Martin Furr
Horner’s Syndrome
Horner’s syndrome (HS), a constellation of clinical signs reflecting sympathetic denervation of structures of the head, has been reported in humans and a number of veterinary species. The syndrome is named after the Swiss physician Johann Horner (1869), but the first report has also been attributed to Francois Pourfour du Petit in 1727. Although several descriptions of HS have been published, there are no specific reports of prevalence. The condition is relatively uncommon.
Anatomy, Pathophysiology, and Clinical Signs
Sympathetic neurons innervating the head arise from the brainstem in the region of the midbrain, pons, and ventrolateral aspect of the medulla oblongata, and descend in the lateral funiculus of the spinal cord to synapse, at the level of the cranial thoracic segments, on the nerve cell bodies that give rise to the sympathetic trunk. Axons exit the central nervous system (CNS) at T1-T2, course through the anterior mediastinum, and ascend as the cervicosympathetic trunk intimately associated with the carotid artery, terminating in the cranial cervical ganglion (CCG), which lies on the caudodorsal surface of the medial compartment of the guttural pouch. Postganglionic neurons arising from the CCG innervate the pupillary dilator and retrobulbar muscles of the eye, smooth muscles of the eyelids, and sweat glands of the skin.
The clinical signs of HS can arise secondary to damage to any of the nerves comprising the described sympathetic pathway (Box 86-1). Damage to the cervical sympathetic trunk associated with intravenous injections, perivascular inflammation or abscesses, myositis of the cervical muscles, lacerations, or blunt force trauma appear to be the most common. Central nervous system lesions arising from many causes can also lead to HS, and thoracic or pleural disease arising from mediastinal abscesses or masses may also cause HS. Damage to the CCG or postganglionic neurons can arise from blunt force trauma to the head, periorbital masses, guttural pouch empyema or mycosis, and mandibular fracture with associated soft tissue damage. In most cases, the signs are unilateral, as is evident from the nature of the inciting causes, but bilateral HS has been reported in horses with cranial mediastinal masses.

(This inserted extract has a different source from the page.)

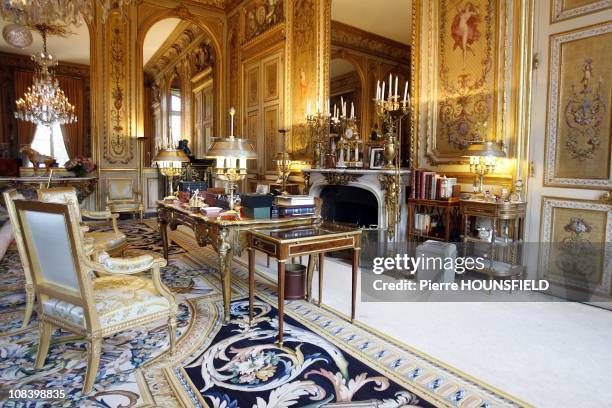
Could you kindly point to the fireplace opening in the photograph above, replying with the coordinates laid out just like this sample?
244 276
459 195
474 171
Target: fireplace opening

Clinical signs of HS are classically described as consisting of ptosis, miosis, and enophthalmos. In the horse, increased sweating is a prominent component of the illness, unlike in humans, and hyperemia of the nasal mucosa on the affected side is occasionally seen. However, the clinical signs and presentation are often not straightforward; signs may vary in magnitude, and not all signs may be present in each individual. The clinical signs of HS are reported to vary with the site and chronicity of the lesion. In experimentally induced HS in which the cervical sympathetic trunk was surgically transected, clinical signs consistently included ptosis, miosis, enophthalmos, prolapsed nictitating membrane, and unilateral sweating. Hyperemia of the nasal mucosa was variably seen (in two of six experimental animals), as was increased skin temperature as assessed by thermography. These findings were reported to be of variable severity, however, so there also appears to be substantial interanimal variability in the expression of clinical signs.

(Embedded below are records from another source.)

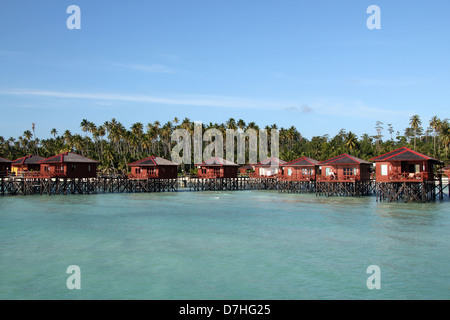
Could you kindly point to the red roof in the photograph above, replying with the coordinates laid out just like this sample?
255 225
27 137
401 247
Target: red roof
344 159
271 162
30 159
217 161
5 160
68 157
303 161
152 161
403 154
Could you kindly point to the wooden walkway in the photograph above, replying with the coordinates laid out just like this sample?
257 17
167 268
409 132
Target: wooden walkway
383 191
64 186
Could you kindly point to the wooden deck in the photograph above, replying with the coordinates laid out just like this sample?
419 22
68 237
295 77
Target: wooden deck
384 191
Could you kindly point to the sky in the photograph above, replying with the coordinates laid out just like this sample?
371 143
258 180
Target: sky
314 65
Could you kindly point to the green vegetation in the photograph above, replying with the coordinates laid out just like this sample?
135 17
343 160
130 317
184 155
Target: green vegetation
115 146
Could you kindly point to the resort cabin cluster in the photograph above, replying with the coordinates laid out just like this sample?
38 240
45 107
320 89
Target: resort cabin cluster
301 169
68 165
5 166
268 168
405 165
28 165
345 168
217 167
153 168
446 171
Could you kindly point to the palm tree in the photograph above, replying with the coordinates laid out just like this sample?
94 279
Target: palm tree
435 122
351 141
415 123
241 124
54 132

Loss of sympathetic innervation to the skin leads to sweating in the horse; with a unilateral lesion, sweating will begin at the base of the ear, follow a well-demarcated boundary down the center of the head, and extend as far caudal as the first cervical vertebrae. In experimentally induced HS, this persists for only the first 48 hours or so, after which sweating becomes patchy and inconsistent. In many reported clinical cases, however, prominent sweating persists for many days to weeks, and most likely reflects variation in the magnitude of nerve dysfunction.
Ptosis has been reported by many authors to be one of the most consistent and distinct features of HS in horses. Ptosis is caused by decreased tone of the smooth muscle of the eyelid and is more easily discerned in subtle cases by viewing the eyelash angle from a frontal view; with ptosis, the eyelashes will be pointing down, rather than laterally. Enophthalmos arises from reduced tone of the retractor bulbi muscle but is usually mild, and prolapse of the third eyelid may or may not be seen, depending on the degree of enophthalmos. The miosis observed with HS in horses is also usually mild, with a maximal difference in pupil size of no more than 2 to 3 mm, compared with the unaffected side.
Although it has been seen, laryngeal hemiplegia is not reported to be a common clinical finding in horses with HS. This may be because many horses with HS do not routinely undergo endoscopic evaluation, and a higher incidence of laryngeal hemiplegia might be seen in horses with HS if endoscopy was performed. Laryngeal hemiplegia was observed as a complication in 2 of 10 horses with HS in one case series, and has been reported sporadically in other reports.